Sans surprise, Ross prend pour point de départ la «Sonate de Vinteuil» imaginée par Proust, qui reste sans doute l’exemple le plus frappant d’œuvre musicale fictive. Il examine ensuite de nombreux autres exemples, connus ou moins connus, non sans les mettre en perspective avec les implications sociales et artistiques de l’époque dans laquelle ils s’inscrivent.
Extrait (traduit par nos soins) :
Laissez tomber la madeleine : de toute la Recherche du temps perdu de Marcel Proust, l’expérience sensuelle la plus excitante est celle qui fait tomber Charles Swann sous le charme d’une «petite phrase» dans la sonate pour violon d’un compositeur de province du nom de Vinteuil. C’est une mélodie de cinq notes — «légère, apaisante et murmurée comme un parfum» [...]

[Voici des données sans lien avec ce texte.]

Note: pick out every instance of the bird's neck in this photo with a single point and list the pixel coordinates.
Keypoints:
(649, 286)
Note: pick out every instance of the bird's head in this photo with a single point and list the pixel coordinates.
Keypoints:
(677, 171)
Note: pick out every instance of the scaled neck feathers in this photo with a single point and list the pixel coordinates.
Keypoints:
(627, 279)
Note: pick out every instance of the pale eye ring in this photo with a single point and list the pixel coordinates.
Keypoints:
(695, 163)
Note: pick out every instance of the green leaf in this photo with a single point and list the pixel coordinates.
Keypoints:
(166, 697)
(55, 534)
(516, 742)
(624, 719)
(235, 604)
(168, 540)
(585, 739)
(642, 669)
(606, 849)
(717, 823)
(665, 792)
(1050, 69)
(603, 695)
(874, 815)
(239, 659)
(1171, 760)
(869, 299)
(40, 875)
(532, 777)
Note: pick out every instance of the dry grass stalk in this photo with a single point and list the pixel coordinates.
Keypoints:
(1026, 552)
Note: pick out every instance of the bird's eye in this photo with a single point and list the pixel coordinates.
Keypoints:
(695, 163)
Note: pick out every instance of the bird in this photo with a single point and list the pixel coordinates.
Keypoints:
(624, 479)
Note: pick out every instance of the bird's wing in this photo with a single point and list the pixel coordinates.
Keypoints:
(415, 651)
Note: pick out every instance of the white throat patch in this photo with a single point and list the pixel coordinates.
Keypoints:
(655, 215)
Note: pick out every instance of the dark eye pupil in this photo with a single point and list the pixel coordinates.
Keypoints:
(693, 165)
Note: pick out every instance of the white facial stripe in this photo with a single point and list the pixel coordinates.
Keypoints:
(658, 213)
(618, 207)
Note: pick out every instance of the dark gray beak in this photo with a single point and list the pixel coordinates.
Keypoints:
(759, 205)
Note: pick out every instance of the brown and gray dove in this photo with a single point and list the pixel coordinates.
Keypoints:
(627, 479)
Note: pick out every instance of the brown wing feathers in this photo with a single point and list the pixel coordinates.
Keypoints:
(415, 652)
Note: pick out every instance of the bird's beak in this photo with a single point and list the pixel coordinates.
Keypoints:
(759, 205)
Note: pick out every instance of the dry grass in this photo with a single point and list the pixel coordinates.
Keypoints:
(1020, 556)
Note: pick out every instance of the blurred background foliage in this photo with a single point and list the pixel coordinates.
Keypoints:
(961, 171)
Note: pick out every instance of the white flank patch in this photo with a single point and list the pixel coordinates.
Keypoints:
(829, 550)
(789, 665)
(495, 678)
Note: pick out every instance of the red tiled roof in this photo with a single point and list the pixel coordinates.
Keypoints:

Proust saisit la dimension imaginaire du phénomène musical : la capacité qu’a l’esprit, sous l’influence de sons lourds de sens, à convoquer des mondes intérieurs. Lorsqu’on écoute attentivement, on ne se contente pas d’assister au flux et reflux de la musique ; on recompose la musique à sa propre image, en investissant d’un sens personnel des détails autrement inoffensifs. Un attachement peut même se créer avec une musique entendue indistinctement, entendue il y a très longtemps, ou même jamais entendue du tout. On ne peut écouter les premiers enregistrements sonores de cantatrices comme Ernestine Schumann-Heink, sans les corriger en sachant, par des témoignages écrits, combien ces chanteuses marquaient leur auditoire ; il en va de même pour les traces sonores crachotantes de Charley Patton et des premiers maîtres du blues. Je suis un pianiste médiocre, mais il y a autant de sens pour moi à massacrer les sonates de Schubert qu’à écouter les versions de référence d’Artur Schnabel et Sviatoslav Richter, car pendant que je joue mon esprit concocte une interprétation idéale.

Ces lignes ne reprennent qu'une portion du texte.